Pierre Dinan se demande s’il s’agit de moyens financiers insuffisants ou bien d’une attitude d’attente devant l’évolution de l’économie mauricienne dans un contexte international marqué par la guerre en Ukraine et les incertitudes résultant d’un certain nombre de couacs au niveau de la gouvernance publique au sein de notre pays. Il soutient que l’investissement privé requiert, entre autres, «la confiance dans une gouvernance politique respectueuse des sacro-saints principes démocratiques de la Constitution, et de la cohérence dans les choix de développement économique de notre pays». Or, il note que depuis ces dernières années, l’accent très fort placé sur les travaux publics et l’immobilier a relativisé l’importance de l’apport, année après année, des secteurs agricoles et manufacturiers dans la bonne santé économique du pays et, particulièrement, le soutien continu en devises étrangères à la balance des paiements extérieurs. 

Comme Pierre Dinan, Imrith Ramtohul ne croit pas qu’il s’agit d’un manque de moyens financiers, d’autant plus que le financement coûte moins cher avec des taux d’intérêts réels qui sont négatifs. «Il se peut qu’il existe d’autres raisons pour expliquer ce faible taux d’investissement en termes réels. Je pense notamment à un manque de visibilité lié au Covid et à ses restrictions sanitaires, aux risques d’une récession mondiale, à une fiscalité élevée ou encore à des coûts des matières élevés. Autant de facteurs qui rend un exercice de planning compliqué.» Il ajoute que l’enveloppe totale de l’investissement sera de Rs 102 milliards cette année contre Rs 94 milliards l’année dernière. 

Et quid de l’investissement public ? «Dans ce pays à économie mixte, l’investissement public a son rôle à jouer, surtout en période postpandémie. Oui au keynésianisme auquel on a eu recours lorsque les revenus des industries se sont asséchés en 2020 et 2021. Mais gare à la prise de mauvaises habitudes par rapport au recours à l’investissement public qui, faut-il hélas le rappeler, est largement financé par le gonflement de la dette publique», poursuit Pierre Dinan dans son analyse. 
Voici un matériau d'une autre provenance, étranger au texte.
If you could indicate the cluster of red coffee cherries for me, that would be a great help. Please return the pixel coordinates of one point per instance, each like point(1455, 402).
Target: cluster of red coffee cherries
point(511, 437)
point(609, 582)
Toujours est-il que les investissements publics comme privés sont les deux composantes essentielles pour assurer une reprise économique, tout comme d’ailleurs l’investissement direct étranger qui arrive au compte-gouttes en raison d’une conjoncture économique marquée par une grande volatilité. À l’EDB, on est confiant de pouvoir tabler sur un montant de Rs 20 milliards cette année, supérieur aux Rs 15,4 milliards engrangés l’année dernière. 

Cependant, d’une année à l’autre, le recoupement du Foreign Direct Investment (FDI) parmi les principaux secteurs économiques fait toujours débat. C’est surtout à cause de sa trop forte dépendance sur l’immobilier qui certes ne date pas d’aujourd’hui et qui depuis 2012, occupe plus de 50 % des investissements directs étrangers. Tout en reconnaissant que le gros des investissements passe par l’immobilier, l’EDB soutient qu’il y a eu des efforts pour diversifier les sources d’investissements, soulignant que quand on parle jusqu’à 75 % des FDI dans l’immobilier, «il faut comprendre qu’il y a des composantes liées à d’autres secteurs d’activité comme la construction résidentielle, les smart cities ou encore les services médicaux qui sont comptabilisés sous l’item immobilier. Nous reconnaissons qu’il y a des efforts additionnels à faire pour essayer d’équilibrer la composition des FDI mais la conjoncture économique ne s’y prête pas.» 

Quoi qu’il en soit, l’investissement reste tributaire d’autant de paramètres économiques mais demeure en même temps la clé pour doper la richesse d’un pays.